L’Apocalisse giovannea e l’apocalittica ebraica a confronto

Festival Biblico 2018  – 13 maggio 2018

L’iconografia nell’Apocalisse cristiana e l’attesa messianica nell’ebraismo rabbinico

con Giuseppe Casarin (docente), Piero Capelli (docente) – modera Isabella Tiveron

Presente e futuro, cielo e terra, l’Apocalisse di Giovanni esprime il paradosso e la tensione tra il “già” e il “non ancora”, che attraversano tutti i primi scritti cristiani, in un rimescolamento delle categorie del tempo e dello spazio. A partire dal legame tra parole e immagini al quale il libro ha dato origine, leggeremo le grandi visioni dell’Apocalisse sullo sfondo di alcuni cicli pittorici, cercando di ritrovare nell’intreccio profondo tra fede e arte, la sua capacità di evocare «le cose che dovranno accadere tra breve».

Quando sarebbe arrivato il Messia? E soprattutto, come? I rabbini che rifondarono e ridefinirono l’ebraismo dopo le catastrofi patite ad opera dei romani furono ossessionati dall’aspettativa messianica non meno dei loro contemporanei cristiani.

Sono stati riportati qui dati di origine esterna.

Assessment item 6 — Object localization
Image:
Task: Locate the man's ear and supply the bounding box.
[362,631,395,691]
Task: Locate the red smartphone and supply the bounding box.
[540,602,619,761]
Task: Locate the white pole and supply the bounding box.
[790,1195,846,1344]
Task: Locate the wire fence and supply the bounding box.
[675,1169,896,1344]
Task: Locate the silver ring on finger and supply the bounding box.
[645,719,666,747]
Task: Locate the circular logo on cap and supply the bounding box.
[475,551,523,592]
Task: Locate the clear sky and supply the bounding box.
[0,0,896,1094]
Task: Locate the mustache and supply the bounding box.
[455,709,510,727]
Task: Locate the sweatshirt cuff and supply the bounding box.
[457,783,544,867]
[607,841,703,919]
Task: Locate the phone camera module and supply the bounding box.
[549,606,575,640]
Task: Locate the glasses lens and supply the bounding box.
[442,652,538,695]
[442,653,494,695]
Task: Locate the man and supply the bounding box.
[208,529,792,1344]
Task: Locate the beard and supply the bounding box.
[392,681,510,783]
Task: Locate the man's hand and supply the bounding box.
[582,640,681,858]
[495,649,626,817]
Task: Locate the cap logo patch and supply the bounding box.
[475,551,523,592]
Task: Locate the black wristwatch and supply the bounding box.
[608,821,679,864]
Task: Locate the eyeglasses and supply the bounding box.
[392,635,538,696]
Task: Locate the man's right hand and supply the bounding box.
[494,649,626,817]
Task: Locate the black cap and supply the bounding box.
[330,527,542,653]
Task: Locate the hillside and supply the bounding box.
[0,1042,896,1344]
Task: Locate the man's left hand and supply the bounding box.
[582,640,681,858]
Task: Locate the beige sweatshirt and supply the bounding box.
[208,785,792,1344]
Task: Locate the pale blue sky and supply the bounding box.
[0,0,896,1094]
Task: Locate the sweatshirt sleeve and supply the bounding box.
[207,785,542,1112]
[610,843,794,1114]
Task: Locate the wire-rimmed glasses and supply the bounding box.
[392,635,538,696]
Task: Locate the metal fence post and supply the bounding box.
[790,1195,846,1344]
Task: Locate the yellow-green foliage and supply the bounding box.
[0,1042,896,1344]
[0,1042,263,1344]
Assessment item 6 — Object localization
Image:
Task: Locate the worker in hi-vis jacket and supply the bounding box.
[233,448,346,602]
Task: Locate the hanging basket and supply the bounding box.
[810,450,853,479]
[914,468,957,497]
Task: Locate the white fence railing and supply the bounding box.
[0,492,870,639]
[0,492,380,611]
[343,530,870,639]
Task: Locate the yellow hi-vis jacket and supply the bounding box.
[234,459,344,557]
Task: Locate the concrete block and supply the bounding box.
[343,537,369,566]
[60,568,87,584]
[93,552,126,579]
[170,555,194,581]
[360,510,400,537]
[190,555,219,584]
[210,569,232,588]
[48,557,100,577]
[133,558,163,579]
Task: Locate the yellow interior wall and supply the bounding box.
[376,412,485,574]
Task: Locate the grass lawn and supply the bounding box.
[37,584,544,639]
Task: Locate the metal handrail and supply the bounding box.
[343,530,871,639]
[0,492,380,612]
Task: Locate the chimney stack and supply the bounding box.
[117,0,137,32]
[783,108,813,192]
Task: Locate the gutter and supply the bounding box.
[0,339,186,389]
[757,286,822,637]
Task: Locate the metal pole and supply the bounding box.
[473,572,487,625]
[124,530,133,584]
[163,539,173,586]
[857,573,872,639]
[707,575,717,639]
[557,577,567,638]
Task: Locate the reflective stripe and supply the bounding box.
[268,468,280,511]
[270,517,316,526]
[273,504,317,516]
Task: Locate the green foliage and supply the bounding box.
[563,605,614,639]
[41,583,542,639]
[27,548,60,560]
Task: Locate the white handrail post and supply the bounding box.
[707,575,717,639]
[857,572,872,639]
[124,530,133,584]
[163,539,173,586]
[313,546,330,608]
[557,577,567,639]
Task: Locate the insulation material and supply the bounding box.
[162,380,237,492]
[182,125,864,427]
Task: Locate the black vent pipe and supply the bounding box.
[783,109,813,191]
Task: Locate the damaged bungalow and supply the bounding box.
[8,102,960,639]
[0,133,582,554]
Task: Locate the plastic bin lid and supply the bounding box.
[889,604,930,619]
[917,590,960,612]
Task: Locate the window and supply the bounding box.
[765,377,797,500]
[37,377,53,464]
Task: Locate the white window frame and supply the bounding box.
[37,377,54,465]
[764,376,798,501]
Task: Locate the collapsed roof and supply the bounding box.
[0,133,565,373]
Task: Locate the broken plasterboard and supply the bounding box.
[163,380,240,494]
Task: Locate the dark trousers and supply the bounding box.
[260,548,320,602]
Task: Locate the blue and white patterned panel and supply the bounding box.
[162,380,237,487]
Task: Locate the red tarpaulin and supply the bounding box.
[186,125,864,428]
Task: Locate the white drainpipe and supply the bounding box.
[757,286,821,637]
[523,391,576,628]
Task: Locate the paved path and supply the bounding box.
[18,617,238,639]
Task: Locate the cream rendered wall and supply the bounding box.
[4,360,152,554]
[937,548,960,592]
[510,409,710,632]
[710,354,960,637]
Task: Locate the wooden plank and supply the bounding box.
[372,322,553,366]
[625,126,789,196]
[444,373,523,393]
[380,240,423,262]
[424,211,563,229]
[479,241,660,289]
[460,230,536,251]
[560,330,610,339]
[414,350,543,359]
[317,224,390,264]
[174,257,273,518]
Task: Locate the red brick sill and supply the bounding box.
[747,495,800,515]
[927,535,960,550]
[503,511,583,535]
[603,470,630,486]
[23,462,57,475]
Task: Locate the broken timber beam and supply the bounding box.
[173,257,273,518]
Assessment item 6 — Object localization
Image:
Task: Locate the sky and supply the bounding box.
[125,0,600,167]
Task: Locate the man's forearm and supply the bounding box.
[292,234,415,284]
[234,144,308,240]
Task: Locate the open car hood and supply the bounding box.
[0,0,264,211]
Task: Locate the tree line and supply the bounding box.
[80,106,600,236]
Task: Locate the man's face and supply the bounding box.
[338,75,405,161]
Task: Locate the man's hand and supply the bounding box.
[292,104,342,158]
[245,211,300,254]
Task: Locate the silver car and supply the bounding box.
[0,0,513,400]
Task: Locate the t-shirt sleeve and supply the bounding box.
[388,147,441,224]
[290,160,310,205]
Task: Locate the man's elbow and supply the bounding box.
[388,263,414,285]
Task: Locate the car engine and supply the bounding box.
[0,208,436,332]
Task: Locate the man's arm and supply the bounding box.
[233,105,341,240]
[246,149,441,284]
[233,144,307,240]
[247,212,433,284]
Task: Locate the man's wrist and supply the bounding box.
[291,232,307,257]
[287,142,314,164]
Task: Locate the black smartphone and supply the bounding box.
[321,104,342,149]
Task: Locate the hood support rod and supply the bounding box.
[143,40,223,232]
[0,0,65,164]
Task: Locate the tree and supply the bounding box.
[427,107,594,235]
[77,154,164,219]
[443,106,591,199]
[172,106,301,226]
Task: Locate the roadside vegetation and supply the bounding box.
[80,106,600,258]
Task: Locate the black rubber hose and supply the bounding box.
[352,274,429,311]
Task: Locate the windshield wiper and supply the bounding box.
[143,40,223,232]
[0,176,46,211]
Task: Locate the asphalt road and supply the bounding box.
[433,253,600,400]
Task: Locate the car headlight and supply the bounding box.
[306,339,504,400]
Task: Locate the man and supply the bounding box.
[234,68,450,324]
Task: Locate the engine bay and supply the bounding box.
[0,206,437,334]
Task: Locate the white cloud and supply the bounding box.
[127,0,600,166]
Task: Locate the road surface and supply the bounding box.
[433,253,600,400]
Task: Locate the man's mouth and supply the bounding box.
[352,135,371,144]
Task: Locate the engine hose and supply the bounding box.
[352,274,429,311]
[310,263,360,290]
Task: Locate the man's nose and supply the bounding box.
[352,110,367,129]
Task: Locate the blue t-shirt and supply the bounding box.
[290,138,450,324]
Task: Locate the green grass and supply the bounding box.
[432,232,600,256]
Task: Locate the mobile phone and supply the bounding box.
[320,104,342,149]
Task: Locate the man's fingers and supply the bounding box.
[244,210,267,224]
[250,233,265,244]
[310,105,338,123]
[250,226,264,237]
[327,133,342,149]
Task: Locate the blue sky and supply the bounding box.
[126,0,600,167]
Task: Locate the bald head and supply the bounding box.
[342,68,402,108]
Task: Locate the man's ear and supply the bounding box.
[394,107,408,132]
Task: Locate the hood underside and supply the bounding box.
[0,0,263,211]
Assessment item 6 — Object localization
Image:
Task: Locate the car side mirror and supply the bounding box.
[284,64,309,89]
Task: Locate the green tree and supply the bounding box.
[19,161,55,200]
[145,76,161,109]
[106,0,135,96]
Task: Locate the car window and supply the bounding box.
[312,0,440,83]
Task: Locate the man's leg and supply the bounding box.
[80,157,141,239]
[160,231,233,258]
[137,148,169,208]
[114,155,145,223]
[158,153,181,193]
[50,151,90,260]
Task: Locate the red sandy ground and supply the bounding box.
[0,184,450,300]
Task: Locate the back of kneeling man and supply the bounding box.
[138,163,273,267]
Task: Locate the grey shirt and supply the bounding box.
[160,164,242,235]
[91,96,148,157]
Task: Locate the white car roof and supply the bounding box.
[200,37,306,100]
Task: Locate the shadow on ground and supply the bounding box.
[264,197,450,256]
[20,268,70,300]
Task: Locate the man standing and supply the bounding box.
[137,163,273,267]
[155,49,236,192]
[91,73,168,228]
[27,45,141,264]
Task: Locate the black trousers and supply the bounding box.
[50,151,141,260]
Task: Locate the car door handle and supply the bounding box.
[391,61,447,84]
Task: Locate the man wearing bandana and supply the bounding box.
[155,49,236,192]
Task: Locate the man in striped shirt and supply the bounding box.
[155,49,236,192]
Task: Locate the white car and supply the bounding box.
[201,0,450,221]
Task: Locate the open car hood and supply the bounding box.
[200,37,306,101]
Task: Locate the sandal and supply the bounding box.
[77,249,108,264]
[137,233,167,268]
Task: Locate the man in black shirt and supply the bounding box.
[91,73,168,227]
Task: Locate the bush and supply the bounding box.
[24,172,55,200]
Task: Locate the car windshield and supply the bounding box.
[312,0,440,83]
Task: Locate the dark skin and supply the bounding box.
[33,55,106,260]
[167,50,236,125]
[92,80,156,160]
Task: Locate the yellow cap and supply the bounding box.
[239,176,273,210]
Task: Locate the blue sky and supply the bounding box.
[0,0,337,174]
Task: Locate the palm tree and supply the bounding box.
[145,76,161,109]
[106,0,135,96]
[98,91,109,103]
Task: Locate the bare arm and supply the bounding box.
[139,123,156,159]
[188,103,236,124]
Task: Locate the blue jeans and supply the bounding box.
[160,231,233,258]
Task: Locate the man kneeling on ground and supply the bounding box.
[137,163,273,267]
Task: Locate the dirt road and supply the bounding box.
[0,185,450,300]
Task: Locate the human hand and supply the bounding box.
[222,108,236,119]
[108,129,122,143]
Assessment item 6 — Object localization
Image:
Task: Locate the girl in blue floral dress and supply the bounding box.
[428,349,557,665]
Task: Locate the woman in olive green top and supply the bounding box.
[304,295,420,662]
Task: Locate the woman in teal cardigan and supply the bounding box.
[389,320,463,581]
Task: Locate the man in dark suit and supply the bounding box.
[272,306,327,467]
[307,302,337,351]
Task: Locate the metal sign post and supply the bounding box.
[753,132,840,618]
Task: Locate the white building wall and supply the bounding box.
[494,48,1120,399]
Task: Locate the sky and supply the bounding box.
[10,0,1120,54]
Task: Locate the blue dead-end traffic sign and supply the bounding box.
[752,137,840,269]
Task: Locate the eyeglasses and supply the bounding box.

Ma la loro aspettativa si colorò di tinte assai diverse: chi attendeva il Messia per una remota fine dei tempi, chi per un futuro quasi immediato; chi sperava in un Messia guerriero apocalittico e liberatore di Israele, chi invece se lo aspettava derelitto come Giobbe; chi, infine, lottava duramente con se stesso per mantenere viva la speranza messianica contro ogni plausibilità, e contro il terrore per le catastrofi storiche che ci si aspettava avrebbero preceduto l’avvento del Figlio di David.